Mora recordó que la victoria mexicana sobre el ejército francés en 1862 representó una disputa por el derecho del país a decidir su propio rumbo frente a intereses extranjeros. Subrayó que la invasión no fue un hecho aislado, sino una operación impulsada por potencias que buscaban controlar recursos y reorganizar la vida política nacional. En ese marco, afirmó que “la soberanía no se mendiga, se defiende”, y advirtió que la intervención contemporánea opera mediante inteligencia, desinformación, presión económica, instrumentalización judicial y construcción internacional de narrativas.
El dirigente señaló que la defensa de la soberanía ha recuperado centralidad política con los gobiernos de Andrés Manuel López Obrador y Claudia Sheinbaum, quienes —dijo— han colocado la independencia política, energética y económica como principios rectores. Aseguró que “el viejo régimen normalizó la subordinación” y que la transformación plantea que las decisiones nacionales deben responder al pueblo y no a intereses externos.

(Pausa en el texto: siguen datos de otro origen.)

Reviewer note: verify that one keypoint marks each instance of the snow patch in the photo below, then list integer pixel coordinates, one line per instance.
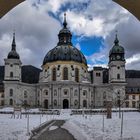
(53, 128)
(74, 130)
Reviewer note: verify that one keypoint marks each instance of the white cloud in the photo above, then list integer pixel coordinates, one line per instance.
(36, 31)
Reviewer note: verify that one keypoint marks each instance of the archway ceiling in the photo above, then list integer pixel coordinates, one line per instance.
(7, 5)
(132, 6)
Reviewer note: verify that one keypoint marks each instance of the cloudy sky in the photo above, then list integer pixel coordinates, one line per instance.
(93, 24)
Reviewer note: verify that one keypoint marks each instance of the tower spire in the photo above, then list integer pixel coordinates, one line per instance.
(116, 41)
(14, 42)
(65, 22)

Mora destacó también la dimensión simbólica del 5 de mayo para la comunidad migrante en Estados Unidos, que ha convertido esta fecha en un espacio de identidad y memoria. Explicó que para millones de mexicanos en el exterior, esta conmemoración representa la afirmación de pertenecer a una historia de resistencia y defensa de la dignidad colectiva. Reconoció su papel en el fortalecimiento económico y social del país y afirmó que “son parte viva de nuestra soberanía porque sostienen comunidades enteras”.
Al cierre, sostuvo que la soberanía es una práctica política que exige independencia económica, fortaleza institucional y conciencia histórica. Afirmó que la transformación forma parte de esa tradición de resistencia y concluyó que “cuando un pueblo tiene claridad histórica y dignidad política, ninguna potencia puede doblegarlo. La soberanía fue la causa de ayer y sigue siendo la causa de hoy”.